Bei der Verlegung von neun Stolpersteinen in Brambauer entstand dieses Foto. Der Arbeitskreis Stolpersteine erhält nun eine besondere Auszeichnung. © Victoria Maiwald (Archiv)
Heinrich-Bußmann-Preis

Arbeitskreis Stolpersteine Lünen: Preis würdigt wichtige Arbeit

Stolpersteine gibt es in ganz Europa. Auch in Lünen, wo der erste 2009 verlegt wurde. Ein Arbeitskreis mit engagierten Lünern kümmert sich um die Aktion und erhält jetzt dafür einen Preis.

In diesem Jahr entschied sich die Jury dafür, den nach dem Lüner Widerstandskämpfer Heinrich Bußmann benannten Preis an eine Gruppe zu verleihen, die genau im Geiste Bußmanns arbeitet. Der Arbeitskreis Stolpersteine, vor sechs Jahren von engagierten Lünern gegründet, kümmert sich darum, dass Menschen, die dem Nazi-Regime zum Opfer fielen, nicht vergessen werden.
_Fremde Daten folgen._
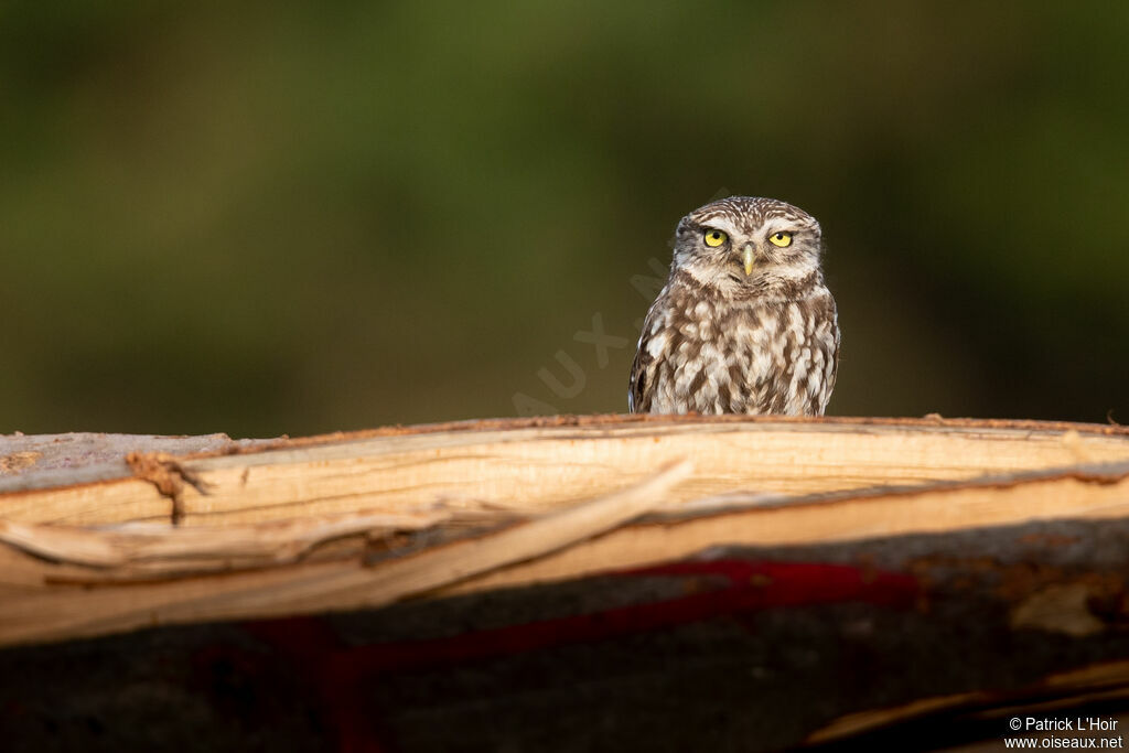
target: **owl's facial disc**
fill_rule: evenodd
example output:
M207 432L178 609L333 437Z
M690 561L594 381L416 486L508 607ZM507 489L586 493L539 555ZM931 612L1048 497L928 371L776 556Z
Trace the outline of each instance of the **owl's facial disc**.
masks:
M749 277L750 274L753 273L753 252L754 251L755 251L755 248L753 248L752 242L746 243L744 246L741 247L741 261L744 262L744 264L745 264L745 277Z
Seit 1996 entscheidet eine Jury darüber, wer alle zwei Jahre den Heinrich-Bußmann-Preis – gestiftet von der Lüner SPD – erhält. Bürgerschaftliches Engagement für die unterschiedlichsten Bereiche wird damit ausgezeichnet und der Öffentlichkeit vorgestellt. Der Preis ist mit 500 Euro dotiert.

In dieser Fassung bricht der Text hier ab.